Investment Funds can be organized in the form of a partnership, but are commonly set up as a Fixed (SICAF) or Variable (SICAV) Investment Company. Recently, a new law defined various possibilities for setting up Risk Capital Investment Companies (SICAR). The same law makes it possible to constitute Securitisation Vehicle, which can take one of the above forms or mutual funds.

Holding Companies are not themselves a particular type of company. A special request written in the by-laws determines this status. Usually, a Holding 1929 takes the form of a Public Limited Company, but sometimes a Private Limited Company meets the requirements.

It is not necessary to obtain an official authorization prior to setting up a company, but the law requires certain types of commercial companies to have a business creation permit, available from the Department of Commerce and delivered on the basis of merit and professional qualifications.

Some Financial Sector Professionals come under the supervision of the "Commission de Surveillance du Secteur Financier" (CSSF).

Various rights accompany shares (the right to vote or no right to vote for founding members, other classes… ) Shareholder agreements and pre-emptive rights are also frequently used. The capital of the company can be subscribed in any of the recognized currencies. This also applies for annual return. Shares in a Public Limited Company can be either nominal or bearer shares.

Transnational mergers can go ahead without any changes to the legal entity. Foreign companies can move to Luxembourg and Luxembourg companies can move abroad, provided the company's by-laws allow for this type of move. Once the registered office transfer is voted by the shareholders, it is published in the official gazette (Mémorial).
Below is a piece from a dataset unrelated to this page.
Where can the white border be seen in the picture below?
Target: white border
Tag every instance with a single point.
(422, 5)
This operation is not subject to capital duty. For this kind of operation, latent capital gain or the company's reserves are not taxed in Luxembourg (except when moving out Luxembourg).

Soparfi

"Société de Participations Financières" (SOPARFI) is a type of holding company which is fully eligible to the benefits offered by Double Tax Treaties (and EC directives).

While a SOPARFI can have all the same activities of a Holding company, it can also have a related commercial activity such as the management of participations (as Holding 1929 or Private Asset Management Company), financing, real estate, etc., or a real commercial/industrial activity in relation to the aim stated in its by-laws.
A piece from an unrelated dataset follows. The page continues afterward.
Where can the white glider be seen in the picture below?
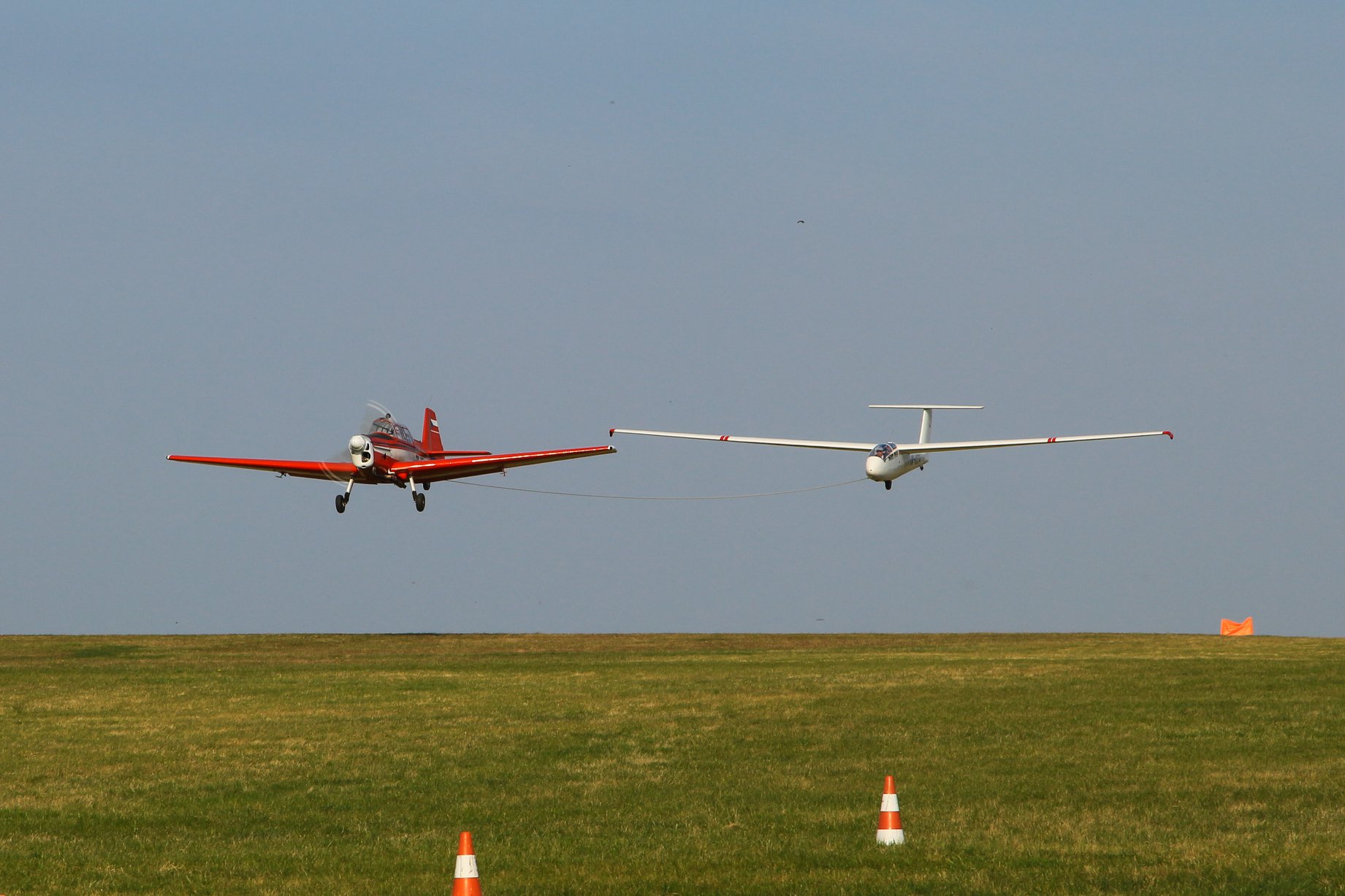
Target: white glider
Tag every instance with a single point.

Therefore, on one hand, a SOPARFI can have a Holding activity and on the other hand, an activity subject to VAT. This is called a mixed holding.

Dividends received by a resident company (a SOPARFI, for instance) are corporation tax exempt:

  • The SOPARFI must own a minimum of 10% of the subsidiary (or 1.2 million Euros in investments)
  • The subsidiary may be resident or non resident, but is subject to a similar tax regime (min.11% corporate tax)
  • The Soparfi must have owned the subsidiary for at least 12 months.
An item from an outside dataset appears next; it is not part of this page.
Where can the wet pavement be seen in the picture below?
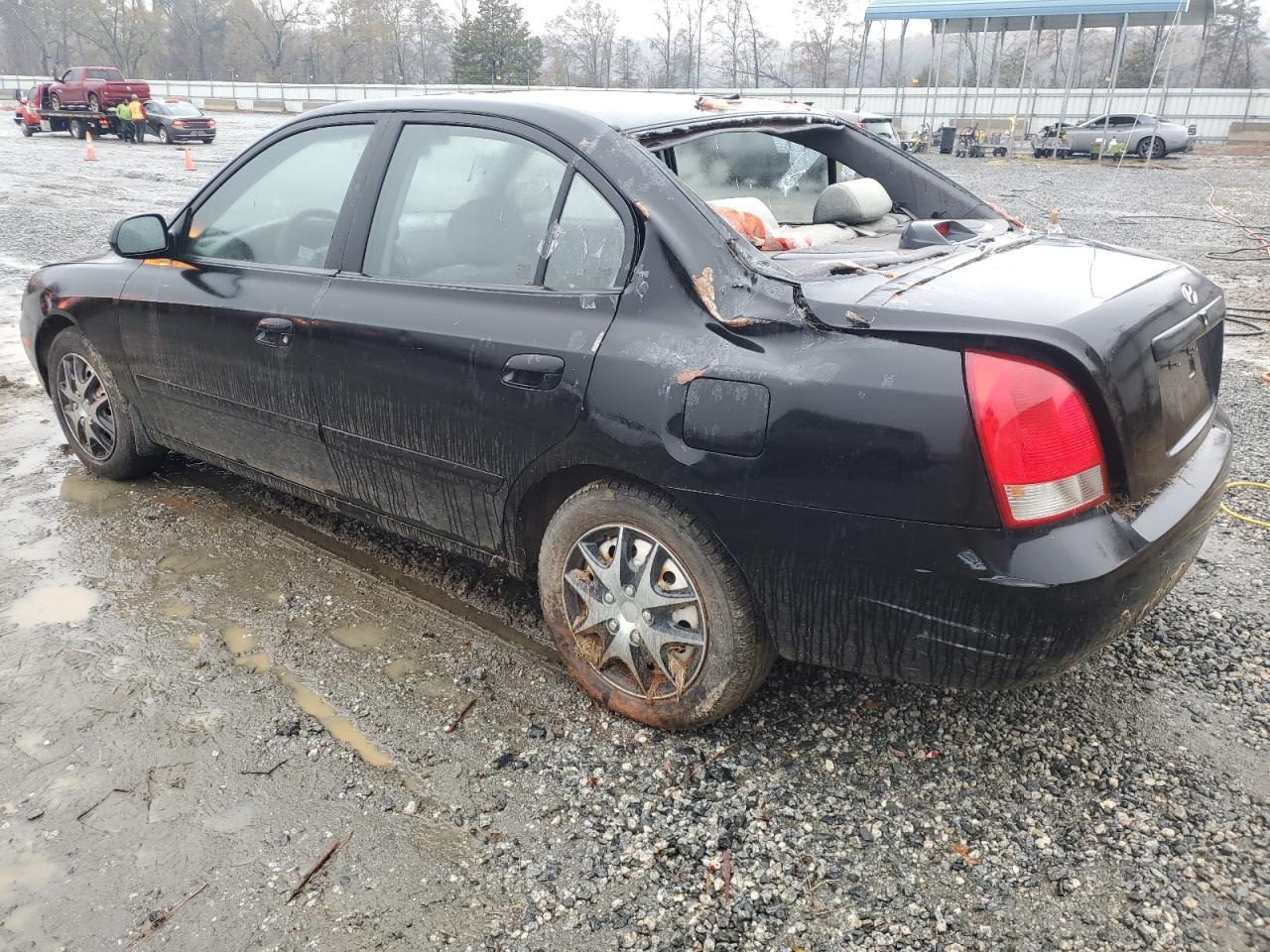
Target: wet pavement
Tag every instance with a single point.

For exemption of income taxes on proceed of liquidation received by a SOPARFI, the same rule applies.

Capital gain are exempt of income taxes when the SOPARFI owns 10% (or 6 million Euros worth) of its subsidiary for at least 12 months.

It is worth noting that expenses linked with participations are fully deductible, as long as they do not exceed the annual amount of exonerated income: financing costs, bank charges & fees, audit fees, management fees, auditors, surveys, etc.

Since 1/1/1996, this exemption regime now also applies to non resident companies. No withholding tax is claimed. It is therefore very worthwhile to establish such a branch in order to avoid the withholding tax, if the company is a resident of a country with which Luxembourg has concluded a Double Tax Treaty.

Dividends paid by the Soparfi are exempted of withholding taxes if the mother is resident in the EU and hold the participation in the Soparfi for more then 12 months for at least 10% from 2009).

Others conditions of reduction may apply for companies resident in double tax treaty countries.